To Willing Conflators Of Jamaica Kincaid And Jeremy Todd (sixth letter)

If you go to Vancouver as a tourist, this is what you will see. If you come by airplane, you will land at the Vancouver International Airport. George Vancouver was an English officer of the British Royal Navy, best known for his 1791-95 expedition, which explored and charted North America’s northwestern Pacific Coast regions, including the coasts of contemporary Alaska, British Columbia, Washington and Oregon. He also explored the Hawaiian Islands and the southwest coast of Australia. You may be the sort of tourist who would wonder why an 18th Century English naval officer would have an airport named after him, along with the city that you have come to visit and holiday in — why not a school, why not a hospital, why not some great public monument?  You are a tourist and you have not yet seen . . .
You decide to venture from the sanctity of your condo-cum-ski lodge compound. You see natives. You marvel at the things they can do with shopping carts and found clothing. The things they collect from dumpster diving. Squatting on the side of the road. Hanging out with all the time in the world. You might look at them and think: “They’re so contented, so indifferent, they’re never concerned.”
Every native of every place is a potential tourist, and every tourist is a native of somewhere. Every native everywhere lives a life of overwhelming and crushing banality and boredom and desperation and depression, and every deed, good and bad, is an attempt to forget this. Every native would like to find a way out, every native would like a rest, every native would like a tour.
But some natives — most natives in the world — cannot go anywhere. They are too poor. They are too poor to go anywhere. They are too poor to escape the reality of their lives; and they are too poor to live properly in the place where they live, which is the very place you, the tourist, want to go — so when the natives see you, the tourist, they envy you, they envy your ability to leave your own banality and boredom, they envy your ability to turn their own banality and boredom into a source of pleasure for yourself.
It is as if, then, the beauty—the beauty of the sea, the North Shore Mountains, the air, the trees, the wildlife, the glass towers, the beaches and beach-goers, the sounds they make—were a prison, and as if everything and everybody inside it were locked in and everything and everybody that is not inside it were locked out. And what might it do to ordinary people to live in this way every day?
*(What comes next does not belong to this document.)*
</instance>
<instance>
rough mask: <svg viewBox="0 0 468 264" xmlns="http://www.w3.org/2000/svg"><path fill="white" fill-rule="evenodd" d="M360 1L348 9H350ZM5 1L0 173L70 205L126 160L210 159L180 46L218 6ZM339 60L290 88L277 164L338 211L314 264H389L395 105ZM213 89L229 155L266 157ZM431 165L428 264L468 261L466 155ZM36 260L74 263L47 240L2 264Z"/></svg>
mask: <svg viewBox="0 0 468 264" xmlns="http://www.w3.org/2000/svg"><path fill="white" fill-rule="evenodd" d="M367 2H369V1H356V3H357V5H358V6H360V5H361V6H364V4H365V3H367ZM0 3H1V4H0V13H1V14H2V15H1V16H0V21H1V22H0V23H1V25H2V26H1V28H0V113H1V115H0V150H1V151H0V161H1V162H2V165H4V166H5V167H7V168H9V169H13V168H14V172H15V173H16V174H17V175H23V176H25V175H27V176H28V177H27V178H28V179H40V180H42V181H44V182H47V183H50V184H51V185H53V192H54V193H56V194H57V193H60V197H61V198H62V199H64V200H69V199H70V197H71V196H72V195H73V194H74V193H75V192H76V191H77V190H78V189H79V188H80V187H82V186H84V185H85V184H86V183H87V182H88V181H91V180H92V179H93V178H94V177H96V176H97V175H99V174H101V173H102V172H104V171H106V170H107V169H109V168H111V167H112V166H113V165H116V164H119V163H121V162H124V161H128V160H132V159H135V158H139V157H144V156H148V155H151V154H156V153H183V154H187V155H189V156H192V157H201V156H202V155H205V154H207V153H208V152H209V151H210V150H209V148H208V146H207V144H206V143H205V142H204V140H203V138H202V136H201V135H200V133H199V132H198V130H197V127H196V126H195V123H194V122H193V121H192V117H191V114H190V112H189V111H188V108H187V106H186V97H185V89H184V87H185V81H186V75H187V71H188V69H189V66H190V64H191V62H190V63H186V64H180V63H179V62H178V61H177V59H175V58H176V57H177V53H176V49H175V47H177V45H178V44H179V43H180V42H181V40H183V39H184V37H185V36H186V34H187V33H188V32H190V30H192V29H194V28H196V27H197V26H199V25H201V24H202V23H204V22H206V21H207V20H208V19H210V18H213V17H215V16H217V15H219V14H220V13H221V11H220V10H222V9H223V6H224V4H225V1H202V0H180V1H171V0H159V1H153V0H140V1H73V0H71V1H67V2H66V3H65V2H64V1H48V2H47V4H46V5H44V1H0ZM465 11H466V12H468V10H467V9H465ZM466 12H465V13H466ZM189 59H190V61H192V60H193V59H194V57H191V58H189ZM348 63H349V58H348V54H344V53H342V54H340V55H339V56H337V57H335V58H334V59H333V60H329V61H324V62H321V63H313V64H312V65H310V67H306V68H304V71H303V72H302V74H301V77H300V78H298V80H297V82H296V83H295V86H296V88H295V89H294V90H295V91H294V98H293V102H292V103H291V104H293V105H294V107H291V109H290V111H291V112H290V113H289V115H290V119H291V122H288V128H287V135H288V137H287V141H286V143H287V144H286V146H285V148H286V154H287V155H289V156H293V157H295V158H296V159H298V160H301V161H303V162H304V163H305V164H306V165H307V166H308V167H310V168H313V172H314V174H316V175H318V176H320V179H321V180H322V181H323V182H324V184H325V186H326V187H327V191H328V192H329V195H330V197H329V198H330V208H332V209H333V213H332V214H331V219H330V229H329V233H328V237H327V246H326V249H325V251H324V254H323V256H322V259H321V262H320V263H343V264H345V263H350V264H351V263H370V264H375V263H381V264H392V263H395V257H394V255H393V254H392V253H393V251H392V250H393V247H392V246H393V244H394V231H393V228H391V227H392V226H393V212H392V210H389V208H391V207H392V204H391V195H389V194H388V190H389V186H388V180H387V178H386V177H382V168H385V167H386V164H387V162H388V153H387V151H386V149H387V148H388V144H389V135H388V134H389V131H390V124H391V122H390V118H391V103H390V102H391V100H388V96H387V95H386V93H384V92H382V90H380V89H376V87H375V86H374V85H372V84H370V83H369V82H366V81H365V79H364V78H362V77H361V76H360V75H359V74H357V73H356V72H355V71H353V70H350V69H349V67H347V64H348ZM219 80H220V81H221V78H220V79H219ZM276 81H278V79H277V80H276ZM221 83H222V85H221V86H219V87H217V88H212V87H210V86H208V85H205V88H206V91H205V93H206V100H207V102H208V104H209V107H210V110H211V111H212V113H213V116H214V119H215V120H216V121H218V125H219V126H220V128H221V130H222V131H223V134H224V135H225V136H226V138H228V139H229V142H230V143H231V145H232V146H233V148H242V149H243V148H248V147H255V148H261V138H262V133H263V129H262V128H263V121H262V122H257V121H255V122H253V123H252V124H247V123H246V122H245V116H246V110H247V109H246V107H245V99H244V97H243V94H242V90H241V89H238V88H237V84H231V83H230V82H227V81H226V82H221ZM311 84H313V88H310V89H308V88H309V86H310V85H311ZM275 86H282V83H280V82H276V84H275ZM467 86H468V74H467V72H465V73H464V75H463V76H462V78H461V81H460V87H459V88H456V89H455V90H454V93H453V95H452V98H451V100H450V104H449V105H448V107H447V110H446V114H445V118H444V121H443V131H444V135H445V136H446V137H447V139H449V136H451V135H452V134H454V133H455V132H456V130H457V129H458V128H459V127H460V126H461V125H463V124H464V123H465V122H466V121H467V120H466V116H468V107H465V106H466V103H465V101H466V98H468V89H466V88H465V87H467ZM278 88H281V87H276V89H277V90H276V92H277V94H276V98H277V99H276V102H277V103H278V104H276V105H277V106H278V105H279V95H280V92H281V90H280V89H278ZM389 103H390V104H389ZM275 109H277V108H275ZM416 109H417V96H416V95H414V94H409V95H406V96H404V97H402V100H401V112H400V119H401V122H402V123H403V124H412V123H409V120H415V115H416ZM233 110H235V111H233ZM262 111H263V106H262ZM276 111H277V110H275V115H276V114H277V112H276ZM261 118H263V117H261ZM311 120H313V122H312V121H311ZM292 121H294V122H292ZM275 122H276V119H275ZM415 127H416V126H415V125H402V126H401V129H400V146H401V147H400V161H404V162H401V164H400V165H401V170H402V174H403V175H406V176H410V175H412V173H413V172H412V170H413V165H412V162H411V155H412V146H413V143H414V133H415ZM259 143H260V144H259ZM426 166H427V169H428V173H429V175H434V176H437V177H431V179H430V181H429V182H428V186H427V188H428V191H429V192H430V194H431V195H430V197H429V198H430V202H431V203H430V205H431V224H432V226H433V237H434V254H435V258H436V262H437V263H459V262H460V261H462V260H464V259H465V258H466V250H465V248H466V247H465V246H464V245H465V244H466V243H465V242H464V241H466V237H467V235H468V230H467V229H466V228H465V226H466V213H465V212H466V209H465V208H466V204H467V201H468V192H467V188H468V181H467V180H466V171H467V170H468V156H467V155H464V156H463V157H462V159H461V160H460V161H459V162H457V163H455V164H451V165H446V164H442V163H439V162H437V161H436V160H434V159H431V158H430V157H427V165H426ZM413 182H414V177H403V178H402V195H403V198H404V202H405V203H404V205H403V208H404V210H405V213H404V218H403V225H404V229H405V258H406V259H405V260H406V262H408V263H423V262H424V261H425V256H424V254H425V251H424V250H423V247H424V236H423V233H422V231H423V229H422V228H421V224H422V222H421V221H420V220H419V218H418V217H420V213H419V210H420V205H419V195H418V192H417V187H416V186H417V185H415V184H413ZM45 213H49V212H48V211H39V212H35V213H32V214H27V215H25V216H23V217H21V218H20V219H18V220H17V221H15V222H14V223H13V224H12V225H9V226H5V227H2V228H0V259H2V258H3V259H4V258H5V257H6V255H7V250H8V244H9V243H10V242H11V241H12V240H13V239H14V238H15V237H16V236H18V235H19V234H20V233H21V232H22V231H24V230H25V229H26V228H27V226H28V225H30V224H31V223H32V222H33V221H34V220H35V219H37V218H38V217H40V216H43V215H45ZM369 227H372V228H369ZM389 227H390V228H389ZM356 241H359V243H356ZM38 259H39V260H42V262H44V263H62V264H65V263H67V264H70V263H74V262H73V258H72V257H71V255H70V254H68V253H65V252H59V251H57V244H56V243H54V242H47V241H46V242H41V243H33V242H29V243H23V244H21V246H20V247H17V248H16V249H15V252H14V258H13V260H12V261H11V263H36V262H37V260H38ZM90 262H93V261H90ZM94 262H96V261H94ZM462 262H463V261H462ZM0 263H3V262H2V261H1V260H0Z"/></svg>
What might it do to them to live in such heightened, intense surroundings every day?
This then is Vancouver’s cultural specificity.  Let me just tell you something about Cultural Services: in places where there is a municipal Cultural Services department there is no culture…  In cities that have no culture or are afraid they may have no culture, there is a municipal Cultural Services department. And what is Culture anyway?
The English don’t seem to know that this empire business was all wrong and they should, at least, be wearing sackcloth and ashes in token penance of the wrongs committed, the irrevocableness of their bad deeds, for no natural disaster imaginable could equal the harm they did. Actual death might have been better. And so all this fuss over empire — what went wrong here, what went wrong there — always makes me quite crazy, for I can say to them what went wrong: they should never have left their home, their precious England, a place they loved so much, a place they had to leave but could never forget. And so everywhere they went they turned it into England; and everybody they met they turned English. But no place could ever really be England, and nobody who did not look exactly like them would ever be English, so that you can imagine the destruction of people and land that came from that.